Since then, the report has generated intense discussion among policymakers, analysts, and industry leaders. But momentum is fragile—and already, there are signs that some would prefer to quietly shelve it. That would be a grave mistake.

The Draghi Report represents a turning point. It makes the case that Europe's long-term prosperity cannot be built on incrementalism. It challenges the prevailing logic of overregulation, fragmented capital markets, and techno-industrial stagnation. It reminds us that competitiveness is not a secondary concern—it is the foundation of the European social model, the precondition for climate leadership, and the anchor of global relevance.

More than anything, the report puts its finger on Europe’s central contradiction: we set ambitious goals for digitalisation, sustainability, and strategic autonomy, but we lack the capacity to deliver them at scale and speed. The root of the problem is not a lack of vision—but a lack of implementation power, institutional alignment, and political courage.

The report doesn’t just diagnose these problems. It offers solutions—clear, sector-specific, and grounded in economic realism. From reforming the EU's fiscal rules to deepening capital markets, accelerating permitting procedures, and investing in talent and infrastructure, the Draghi Report charts a course that is both pragmatic and transformative.

But none of this will matter unless we make sure the report remains alive in the political bloodstream of Europe.

That means turning its insights into sustained action—across Commission directorates, member state ministries, and public-private coalitions.
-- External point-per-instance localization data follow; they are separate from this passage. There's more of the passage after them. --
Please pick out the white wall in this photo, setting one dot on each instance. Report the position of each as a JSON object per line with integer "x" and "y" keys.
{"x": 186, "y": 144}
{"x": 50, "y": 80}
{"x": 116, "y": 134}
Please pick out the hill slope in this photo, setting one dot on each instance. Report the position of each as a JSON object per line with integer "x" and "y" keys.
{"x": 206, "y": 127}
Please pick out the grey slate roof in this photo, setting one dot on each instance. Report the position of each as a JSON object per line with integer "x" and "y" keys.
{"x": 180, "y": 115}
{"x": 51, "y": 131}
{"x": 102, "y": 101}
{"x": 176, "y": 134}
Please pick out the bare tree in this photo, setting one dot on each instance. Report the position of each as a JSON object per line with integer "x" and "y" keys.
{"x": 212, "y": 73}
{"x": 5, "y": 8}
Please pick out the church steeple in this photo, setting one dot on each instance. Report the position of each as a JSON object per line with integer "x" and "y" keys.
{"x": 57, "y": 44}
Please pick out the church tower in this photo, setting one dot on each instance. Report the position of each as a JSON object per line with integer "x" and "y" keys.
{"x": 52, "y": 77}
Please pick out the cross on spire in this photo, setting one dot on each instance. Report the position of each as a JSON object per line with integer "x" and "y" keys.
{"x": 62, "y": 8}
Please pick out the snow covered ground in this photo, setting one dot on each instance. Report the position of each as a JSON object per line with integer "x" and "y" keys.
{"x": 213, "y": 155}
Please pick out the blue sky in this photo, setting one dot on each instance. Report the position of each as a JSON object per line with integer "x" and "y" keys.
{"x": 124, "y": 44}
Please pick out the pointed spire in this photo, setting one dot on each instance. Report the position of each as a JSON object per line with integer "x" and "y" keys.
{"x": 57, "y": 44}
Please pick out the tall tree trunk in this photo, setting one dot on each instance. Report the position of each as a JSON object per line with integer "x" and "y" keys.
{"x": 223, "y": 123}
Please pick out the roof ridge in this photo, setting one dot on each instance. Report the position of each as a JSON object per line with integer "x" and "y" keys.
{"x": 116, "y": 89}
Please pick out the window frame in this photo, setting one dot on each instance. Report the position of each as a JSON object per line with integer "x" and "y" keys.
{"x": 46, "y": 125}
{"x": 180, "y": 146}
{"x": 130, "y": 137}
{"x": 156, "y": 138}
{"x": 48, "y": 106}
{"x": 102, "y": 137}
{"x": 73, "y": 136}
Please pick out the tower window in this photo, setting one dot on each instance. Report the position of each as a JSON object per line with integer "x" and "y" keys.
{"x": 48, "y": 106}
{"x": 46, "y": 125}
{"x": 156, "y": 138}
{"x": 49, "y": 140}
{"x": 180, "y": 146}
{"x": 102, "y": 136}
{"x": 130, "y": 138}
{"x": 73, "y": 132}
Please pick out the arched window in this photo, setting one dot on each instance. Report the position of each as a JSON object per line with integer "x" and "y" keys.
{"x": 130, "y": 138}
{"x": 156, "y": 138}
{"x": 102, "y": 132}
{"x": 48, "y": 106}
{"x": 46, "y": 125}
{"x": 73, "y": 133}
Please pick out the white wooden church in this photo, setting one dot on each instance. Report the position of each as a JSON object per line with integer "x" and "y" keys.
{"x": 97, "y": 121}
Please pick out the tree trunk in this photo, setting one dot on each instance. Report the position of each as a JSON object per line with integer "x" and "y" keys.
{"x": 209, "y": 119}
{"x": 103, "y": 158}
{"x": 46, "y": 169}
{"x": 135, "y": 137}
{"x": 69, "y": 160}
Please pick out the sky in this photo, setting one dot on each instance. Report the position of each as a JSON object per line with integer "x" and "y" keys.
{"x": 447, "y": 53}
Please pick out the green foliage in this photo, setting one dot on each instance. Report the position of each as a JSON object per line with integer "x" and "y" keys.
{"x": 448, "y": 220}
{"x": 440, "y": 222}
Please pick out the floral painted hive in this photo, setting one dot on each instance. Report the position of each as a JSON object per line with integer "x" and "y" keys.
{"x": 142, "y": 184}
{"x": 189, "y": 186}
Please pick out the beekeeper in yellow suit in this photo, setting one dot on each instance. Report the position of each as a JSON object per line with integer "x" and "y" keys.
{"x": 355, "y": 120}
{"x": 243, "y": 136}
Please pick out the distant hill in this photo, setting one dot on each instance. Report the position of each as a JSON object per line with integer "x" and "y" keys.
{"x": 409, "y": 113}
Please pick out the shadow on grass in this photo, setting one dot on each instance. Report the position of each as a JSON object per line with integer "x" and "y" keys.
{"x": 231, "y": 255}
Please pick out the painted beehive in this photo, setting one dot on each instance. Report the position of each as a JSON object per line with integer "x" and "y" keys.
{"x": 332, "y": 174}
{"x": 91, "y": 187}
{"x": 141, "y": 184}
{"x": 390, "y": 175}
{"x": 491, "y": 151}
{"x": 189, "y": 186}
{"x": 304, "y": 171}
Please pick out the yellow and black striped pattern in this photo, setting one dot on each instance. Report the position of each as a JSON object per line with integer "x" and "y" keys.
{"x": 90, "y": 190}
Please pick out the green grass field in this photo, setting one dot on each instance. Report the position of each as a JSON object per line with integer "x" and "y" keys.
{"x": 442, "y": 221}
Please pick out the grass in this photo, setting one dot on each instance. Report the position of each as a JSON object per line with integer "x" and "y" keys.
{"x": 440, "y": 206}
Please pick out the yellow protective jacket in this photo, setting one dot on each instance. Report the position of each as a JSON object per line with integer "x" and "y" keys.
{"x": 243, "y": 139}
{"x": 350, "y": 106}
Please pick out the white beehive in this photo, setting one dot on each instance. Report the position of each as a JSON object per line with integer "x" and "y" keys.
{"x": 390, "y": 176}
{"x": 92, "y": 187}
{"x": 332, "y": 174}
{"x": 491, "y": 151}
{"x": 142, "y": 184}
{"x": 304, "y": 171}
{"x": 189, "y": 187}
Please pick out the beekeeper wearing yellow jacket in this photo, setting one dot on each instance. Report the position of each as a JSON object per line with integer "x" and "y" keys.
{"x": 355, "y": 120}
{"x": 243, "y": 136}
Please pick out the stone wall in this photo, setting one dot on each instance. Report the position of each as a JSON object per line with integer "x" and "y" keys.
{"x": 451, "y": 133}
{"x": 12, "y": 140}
It means resisting the temptation to cherry-pick the easy recommendations and ignore the rest. It means building a cross-ideological alliance in Brussels and beyond to keep reform on the agenda, even when the political winds shift.

The battle lines are already clear. On one side are those who see the Draghi Report as an overdue reckoning with the EU’s economic reality. On the other, those who view it as a threat to the existing regulatory order. For the defenders of the status quo, shelving the report is the path of least resistance. For the rest of us, it must become a rallying cry.

This is not just a fight over a policy document. It is a test of whether Europe can adapt in time to meet the demands of a volatile world. As the United States and China double down on industrial policy, and as global competition for investment, talent, and innovation intensifies, the EU must decide: will it remain a regulatory superpower in decline—or become a serious actor on the global stage?

That choice depends on what we do now. The Draghi Report provides a roadmap. But roadmaps don’t implement themselves.

What Europe needs is a political project anchored in economic realism, committed to execution, and capable of building broad-based support. The Draghi Report is the blueprint. Whether it becomes a footnote or a foundation is up to us.